Compensation: The typical pay range for this role is $66,575.00 - $142,576.00. In addition to base pay, this position is eligible for bonus, commission, or short-term incentive programs.
Key Responsibilities
- Acts as a liaison with members/clients/families, employers, provider(s), insurance companies, and healthcare personnel as appropriate.
- Implements and coordinates case management activities for catastrophic cases and chronically ill members/clients, including consultant referrals, home care visits, community resources, and alternative levels of care.
- Interacts with members/clients telephonically or in person, including meetings at homes, worksites, or physician’s offices.
- Assesses and analyzes the medical and/or vocational status of injured, acute, or chronically ill members/clients to develop a plan of care that optimizes wellness, supports timely return to work, and determines benefit eligibility.
- Communicates with members/clients and other stakeholders (e.g., medical providers, attorneys, employers, insurance carriers) as appropriate.
- Prepares all required documentation of case work activities.
- Consults with internal multidisciplinary teams to help members/clients maximize health outcomes.
- Conducts outreach to treating physicians or specialists regarding the course of care as needed.
- Provides educational and prevention information for optimal medical outcomes.
- Applies all applicable laws, regulations, and special instructions from insurance carriers and referral sources.
- Conducts evaluations of members/clients’ needs and benefit plan eligibility using clinical tools and data.

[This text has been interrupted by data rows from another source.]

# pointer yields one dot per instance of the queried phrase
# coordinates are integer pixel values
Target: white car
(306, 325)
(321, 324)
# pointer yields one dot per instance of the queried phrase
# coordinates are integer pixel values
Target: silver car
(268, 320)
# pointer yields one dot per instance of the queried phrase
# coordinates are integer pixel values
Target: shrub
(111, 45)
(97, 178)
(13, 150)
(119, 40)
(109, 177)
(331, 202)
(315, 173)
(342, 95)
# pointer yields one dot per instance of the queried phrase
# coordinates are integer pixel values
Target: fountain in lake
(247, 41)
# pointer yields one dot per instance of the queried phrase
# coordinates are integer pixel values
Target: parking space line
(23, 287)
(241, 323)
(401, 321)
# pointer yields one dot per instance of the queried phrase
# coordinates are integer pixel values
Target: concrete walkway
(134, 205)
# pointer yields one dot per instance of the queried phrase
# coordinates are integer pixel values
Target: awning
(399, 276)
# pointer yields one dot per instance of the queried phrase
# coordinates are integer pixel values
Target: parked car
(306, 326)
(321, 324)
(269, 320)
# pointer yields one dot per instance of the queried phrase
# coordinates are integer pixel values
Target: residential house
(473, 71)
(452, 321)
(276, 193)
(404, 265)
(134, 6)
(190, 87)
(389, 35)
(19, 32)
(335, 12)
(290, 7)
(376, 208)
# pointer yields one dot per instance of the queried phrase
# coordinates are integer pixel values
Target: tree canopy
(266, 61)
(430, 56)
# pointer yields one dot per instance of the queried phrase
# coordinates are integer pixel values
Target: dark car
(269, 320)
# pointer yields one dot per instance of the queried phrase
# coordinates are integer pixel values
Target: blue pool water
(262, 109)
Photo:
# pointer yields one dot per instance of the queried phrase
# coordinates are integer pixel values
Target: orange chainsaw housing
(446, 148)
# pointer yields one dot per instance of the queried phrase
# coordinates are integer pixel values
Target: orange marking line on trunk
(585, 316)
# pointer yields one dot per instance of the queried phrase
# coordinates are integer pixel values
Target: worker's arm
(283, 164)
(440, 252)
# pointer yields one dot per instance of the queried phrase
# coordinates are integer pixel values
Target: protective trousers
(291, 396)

- Utilizes case management processes in compliance with regulatory and company policies.
- Monitors member/client progress toward desired outcomes through regular assessment and evaluation.
Required Qualifications
- 3 years of clinical practical experience (preference required).
- Registered Nurse with an active state license in good standing within the region where job duties are performed.
- 2 years of case management, discharge planning, and/or home health care coordination experience.
- Confidence working at home; an independent thinker who effectively uses tools to collaborate virtually.
- Ability to travel within a designated geographic area for in-person case management activities as needed.
- Proficiency with standard corporate software applications including MS Word, Excel, Outlook, and PowerPoint, as well as proprietary systems.
- Efficient and effective computer skills, including navigating multiple systems and strong keyboarding ability.
Preferred Qualifications
- Excellent analytical and problem-solving skills.
- Effective communication, organizational, and interpersonal skills.
- Ability to work independently.
- Certified Case Manager.
- Bachelor of Science in Nursing.
Benefits & Perks
- Affordable medical plan options, a 401(k) plan with matching contributions, and an employee stock purchase plan.
- No-cost programs including wellness screenings, tobacco cessation, weight management programs, confidential counseling, and financial coaching.
- Benefit solutions addressing varied needs such as paid time off, flexible work schedules, family leave, dependent care resources, colleague assistance programs, tuition assistance, and retiree medical access.